A more general scenario outside of this dataset is as follows. Say you had one to a few observations from each **country**, it would probably be best to treat country like a string and group observations on a larger unit, like **world_region** (Africa, Asia, Central America, etc.). If you had a lot of observations from a few countries, like test scores from students sampled in a handful of countries, making **country** categorical would be more appropriate.

The answer to a lot of questions in data analysis and data science is "it depends." This is what makes wrangling tricky sometimes since you have to understand the context of your data to make the best decision. Data scientists in a workplace should often consult with others on the team who know the data context best, or who will use the results of analysis later, like business analysts or product owners.

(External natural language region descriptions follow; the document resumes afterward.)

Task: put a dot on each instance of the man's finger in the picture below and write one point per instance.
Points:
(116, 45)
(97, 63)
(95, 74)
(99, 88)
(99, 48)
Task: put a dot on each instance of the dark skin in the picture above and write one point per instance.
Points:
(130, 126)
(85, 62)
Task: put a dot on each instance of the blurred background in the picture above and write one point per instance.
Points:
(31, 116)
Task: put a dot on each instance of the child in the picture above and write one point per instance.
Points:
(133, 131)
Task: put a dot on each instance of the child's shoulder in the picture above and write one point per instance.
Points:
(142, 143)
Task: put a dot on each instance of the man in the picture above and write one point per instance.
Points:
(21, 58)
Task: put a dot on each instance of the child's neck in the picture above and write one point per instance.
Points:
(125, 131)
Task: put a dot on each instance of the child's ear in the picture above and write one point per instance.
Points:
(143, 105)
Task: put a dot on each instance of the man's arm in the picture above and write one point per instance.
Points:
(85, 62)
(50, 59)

# How Data Gets Dirty and Messy
## Sources of Dirty Data
*Dirty data = low quality data = content issues*

There are lots of sources of dirty data. Basically, anytime humans are involved, there's going to be dirty data. There are lots of ways in which we touch data we work with.

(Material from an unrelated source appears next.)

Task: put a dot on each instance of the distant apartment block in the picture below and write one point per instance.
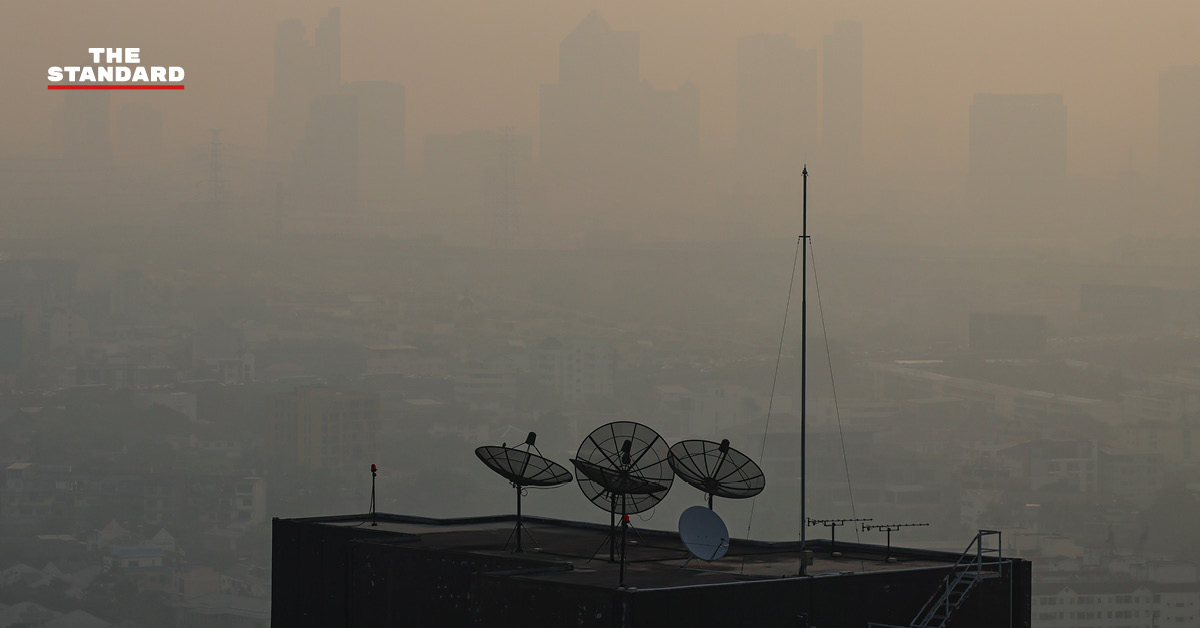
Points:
(324, 429)
(1006, 335)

* We're going to have user entry errors.
* In some situations, we won't have any data coding standards, or where we do have standards they'll be poorly applied, causing problems in the resulting data
* We might have to integrate data where different schemas have been used for the same type of item.
* We'll have legacy data systems, where data wasn't coded when disc and memory constraints were much more restrictive than they are now. Over time systems evolve. Needs change, and data changes.
* Some of our data won't have the unique identifiers it should.
* Other data will be lost in transformation from one format to another.
* And then, of course, there's always programmer error.
* And finally, data might have been corrupted in transmission or storage by cosmic rays or other physical phenomenon. So hey, one that's not our fault.

## Sources of Messy Data
Messy data = untidy data = structural issues

Messy data is usually the result of poor data planning. Or a lack of awareness of the benefits of [tidy data](https://cran.r-project.org/web/packages/tidyr/vignettes/tidy-data.html). Fortunately, messy data is usually much more easily addressable than most of the sources of dirty data mentioned above.

# You Can Iterate!
The concept of iterating isn't that applicable for clinical trials given the rigor involved in their planning. But, theoretically, the following situations could arise that require iteration:

* Maybe you (as the data analyst or data scientist on the clinical trial research team) realized your statistical power calculations were wrong, and you needed to recruit more patients to make your study statistically significant. You'd also have to do revisit gathering in this scenario.
* Maybe you realized you were missing a key piece of patient information, like patient blood type (again, unlikely given the rigor of clinical trials, but mistakes happen) because you discovered new research that related insulin resistance to blood type. You'd also have to do revisit gathering in this scenario.
* Maybe you finished assessing, started cleaning, and spotted another data quality issue. Revisiting assessing to add these assessments to your notes is fine.

# Assessing Summary
Assessing is the second step in the data wrangling process:

* Gather
* **Assess**
* Clean

You can assess data for:

* Quality: issues with content. Low quality data is also known as dirty data.
* Tidiness: issues with structure that prevent easy analysis. Untidy data is also known as messy data. Tidy data requirements:
    1. Each variable forms a column.
    1. Each observation forms a row.
    1. Each type of observational unit forms a table.
    
...using two types of assessment:

* Visual assessment: scrolling through the data in your preferred software application (Google Sheets, Excel, a text editor, etc.).
* Programmatic assessment: using code to view specific portions and summaries of the data (pandas' `head`, `tail`, and `info` methods, for example).